We all know at least one. They’re the people you see cutting someone off or whipping past them in the slow lane. It’s that one finger hanging out the window, or in some cases, it's a whole fist of fingers flying.
Before I get all goofy, please understand that I’m not encouraging this behavior. Aggressive driving is not a good thing. Taking your frustration out on other people on the road is right up there with drinking and driving, or texting and playing Pokemon Go! while driving. It’s dangerous. It’s rude. It’s a great way to end up with a ticket, a totaled car, and a serious injury. I know we all do it, but seriously, don’t do it. Don’t be stupid.
Also note: For every curse word, I’ve inserted the word “Kale”, so my entire article isn’t a bunch of symbols. Enjoy!
1. We Are Talkative
It doesn’t matter if you can hear us or not. If you do something we find annoying, we’re going to scold you with our colorful vocabulary, as if you’re sitting there in the passenger seat. We like to think that we are the only ones who know the proper way to do things.

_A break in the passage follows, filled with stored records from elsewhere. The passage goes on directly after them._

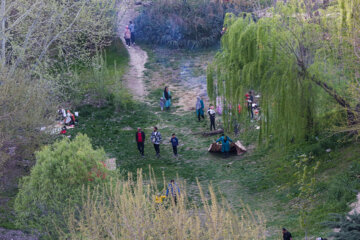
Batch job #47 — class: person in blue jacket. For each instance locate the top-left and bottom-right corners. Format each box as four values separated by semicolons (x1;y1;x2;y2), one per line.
195;96;204;122
166;179;180;204
216;134;233;158
163;86;171;110
170;133;179;157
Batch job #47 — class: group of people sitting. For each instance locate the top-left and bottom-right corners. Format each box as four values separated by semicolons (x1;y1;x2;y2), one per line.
57;108;78;135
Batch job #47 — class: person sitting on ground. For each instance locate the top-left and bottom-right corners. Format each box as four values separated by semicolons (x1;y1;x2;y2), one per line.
163;86;172;110
160;97;165;111
282;228;293;240
216;134;233;158
124;26;131;48
135;127;145;157
170;133;179;157
207;105;216;131
196;96;205;122
64;110;75;126
166;179;180;204
60;126;67;135
57;107;66;120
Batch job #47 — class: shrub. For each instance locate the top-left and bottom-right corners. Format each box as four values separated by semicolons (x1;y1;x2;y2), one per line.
14;134;109;237
63;171;267;239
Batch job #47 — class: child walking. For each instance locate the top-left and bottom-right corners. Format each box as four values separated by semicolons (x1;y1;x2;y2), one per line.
170;133;179;157
160;97;165;111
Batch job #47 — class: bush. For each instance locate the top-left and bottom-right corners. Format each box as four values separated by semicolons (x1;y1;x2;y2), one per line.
135;0;225;49
64;171;267;239
14;134;110;237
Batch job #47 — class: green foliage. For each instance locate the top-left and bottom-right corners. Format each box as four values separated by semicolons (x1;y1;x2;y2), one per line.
293;154;320;237
14;134;109;237
208;1;359;146
61;39;132;109
326;213;360;240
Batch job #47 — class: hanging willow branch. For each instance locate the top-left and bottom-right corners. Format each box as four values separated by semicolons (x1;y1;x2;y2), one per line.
207;1;360;146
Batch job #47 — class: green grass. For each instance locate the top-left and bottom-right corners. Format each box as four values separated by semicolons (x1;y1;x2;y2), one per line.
70;45;360;239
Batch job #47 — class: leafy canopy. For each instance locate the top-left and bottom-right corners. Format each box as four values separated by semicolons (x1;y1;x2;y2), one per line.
14;134;109;236
208;0;359;146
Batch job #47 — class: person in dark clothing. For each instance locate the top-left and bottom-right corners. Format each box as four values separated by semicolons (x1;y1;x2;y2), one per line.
166;179;180;205
129;21;135;45
207;105;216;131
282;228;293;240
247;91;254;119
150;126;162;157
170;133;179;157
135;127;145;156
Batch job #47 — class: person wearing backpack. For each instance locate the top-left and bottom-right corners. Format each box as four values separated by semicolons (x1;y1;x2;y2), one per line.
150;126;162;157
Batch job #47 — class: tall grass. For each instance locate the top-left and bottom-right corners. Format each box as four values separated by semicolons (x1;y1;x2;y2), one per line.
64;169;266;239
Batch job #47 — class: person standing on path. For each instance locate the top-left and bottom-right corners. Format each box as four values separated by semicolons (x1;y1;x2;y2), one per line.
282;228;293;240
207;105;216;131
150;126;162;157
163;86;172;110
196;96;205;122
135;127;145;156
124;26;131;48
216;134;233;158
129;21;135;45
170;133;179;157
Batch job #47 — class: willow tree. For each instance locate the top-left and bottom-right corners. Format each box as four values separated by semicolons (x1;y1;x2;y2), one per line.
208;0;360;145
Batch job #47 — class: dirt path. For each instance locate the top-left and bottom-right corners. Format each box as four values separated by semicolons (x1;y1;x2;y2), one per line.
117;5;148;99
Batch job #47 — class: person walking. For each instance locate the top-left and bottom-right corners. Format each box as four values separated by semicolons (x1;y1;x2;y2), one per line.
196;96;205;122
163;86;171;110
170;133;179;157
207;105;216;131
166;179;180;205
135;127;145;156
150;126;162;157
216;134;233;158
282;228;293;240
124;26;131;48
129;21;135;45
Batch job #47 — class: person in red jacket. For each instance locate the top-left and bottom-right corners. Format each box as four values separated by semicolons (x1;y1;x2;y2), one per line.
135;127;145;157
60;126;67;135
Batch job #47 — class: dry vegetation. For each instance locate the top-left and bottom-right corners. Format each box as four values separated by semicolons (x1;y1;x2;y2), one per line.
64;170;267;239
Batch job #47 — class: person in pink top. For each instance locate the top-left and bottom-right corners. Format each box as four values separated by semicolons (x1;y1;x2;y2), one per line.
124;26;131;48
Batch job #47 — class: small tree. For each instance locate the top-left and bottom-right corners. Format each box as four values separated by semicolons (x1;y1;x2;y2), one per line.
14;134;109;237
294;154;320;240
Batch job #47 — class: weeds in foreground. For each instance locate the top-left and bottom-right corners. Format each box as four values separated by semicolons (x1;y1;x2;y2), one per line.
64;169;267;239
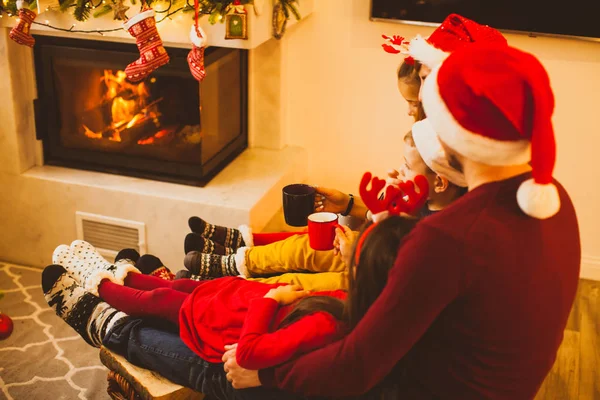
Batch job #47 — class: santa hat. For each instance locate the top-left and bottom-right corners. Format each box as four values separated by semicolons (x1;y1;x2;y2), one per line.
421;44;560;219
409;14;507;69
412;119;467;187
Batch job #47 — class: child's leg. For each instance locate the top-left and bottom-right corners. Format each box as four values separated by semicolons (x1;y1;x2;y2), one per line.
243;234;347;277
248;271;348;291
98;280;186;325
125;272;203;294
252;231;308;246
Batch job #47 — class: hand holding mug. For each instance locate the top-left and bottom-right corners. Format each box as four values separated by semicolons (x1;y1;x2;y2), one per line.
335;225;358;266
314;187;351;214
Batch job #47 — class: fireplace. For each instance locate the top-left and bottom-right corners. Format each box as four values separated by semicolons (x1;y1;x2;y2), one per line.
33;36;248;186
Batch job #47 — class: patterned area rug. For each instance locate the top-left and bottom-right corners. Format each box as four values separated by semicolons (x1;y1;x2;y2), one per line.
0;262;110;400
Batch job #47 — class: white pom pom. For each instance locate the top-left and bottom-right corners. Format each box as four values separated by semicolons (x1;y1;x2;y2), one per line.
516;179;561;219
408;35;449;69
16;0;26;9
190;25;207;48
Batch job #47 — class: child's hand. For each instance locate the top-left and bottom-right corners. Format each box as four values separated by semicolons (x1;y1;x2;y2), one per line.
264;285;310;305
335;225;359;266
386;169;402;187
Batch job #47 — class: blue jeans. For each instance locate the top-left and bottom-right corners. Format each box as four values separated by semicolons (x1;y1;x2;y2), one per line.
103;318;301;400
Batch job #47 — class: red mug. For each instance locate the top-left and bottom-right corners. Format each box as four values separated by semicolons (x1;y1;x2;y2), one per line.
308;212;340;251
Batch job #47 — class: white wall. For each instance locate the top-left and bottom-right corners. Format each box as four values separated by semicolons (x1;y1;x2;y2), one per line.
282;0;600;279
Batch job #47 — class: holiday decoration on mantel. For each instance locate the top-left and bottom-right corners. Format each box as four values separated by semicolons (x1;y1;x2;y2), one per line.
122;6;170;82
272;0;299;40
187;0;207;81
8;0;36;46
224;0;247;40
0;291;14;341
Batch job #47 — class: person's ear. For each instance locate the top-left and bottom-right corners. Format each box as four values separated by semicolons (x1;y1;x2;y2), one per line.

2. We Like To Use Our Horns
If you’re sitting too long at a light, and we even have the slightest suspicion that you’re not paying attention, we’re honking. If your tire gets anywhere near that dotted white line, we’re honking. If you cut us off, you better kaleing believe we’re honking.
3. We Have A Catchphrase
Every aggressive driver has something they say over and over again when another driver pisses us off. Mine used to be, “What the kale are you doing!?” but now, I’ve changed it to, “Figure out your life." 'Cause seriously, if you can't drive properly, figure out your life.
4. We Tailgate
We’re smart enough to know that we can’t actually push your car without messing up our own. Don’t worry about us, though. We’re really just checking the reflection in your back bumper (or window) to see if we have a headlight out. It’s all good.
5. We Weave
If you’re in our way, we’re going to find a way around you. Blinkers are for kales.
6. We Are Especially Cruel To Out-Of State Drivers
It’s one thing to deal with all these kales in our own state, but then, you get these kales from Pennsylvania, or Delaware, or Virginia, who don’t know how things roll here. Guess what? This is Maryland, and we pass in the right lane, kales.
7. We Are Not Intimidated By State Troopers
Marylanders have lead feet, and as far as us more aggressive ones go, we just want to get away from all these kaleing idiots. If there’s an officer taking radar, we’re smart enough to know that hitting our breaks won’t prevent us from being pulled over if we're already speeding too much, so can you stop kaleing hitting your breaks every time you see a kaleing cop!?
8. We Despise People Who Go The Speed Limit

9. We All Have That One Road We Dread Driving On More Than Others
There are too many roads in Maryland to hate them all, so we usually have just one that we can’t stand. For some, it’s Rt. 50/301, which crosses the Bay Bridge. For others, it’s 1-495, the loop around DC. For a few of us, it’s just that one highway with too many traffic lights that we have to take to get to work every day. It makes us want to pull our hair out.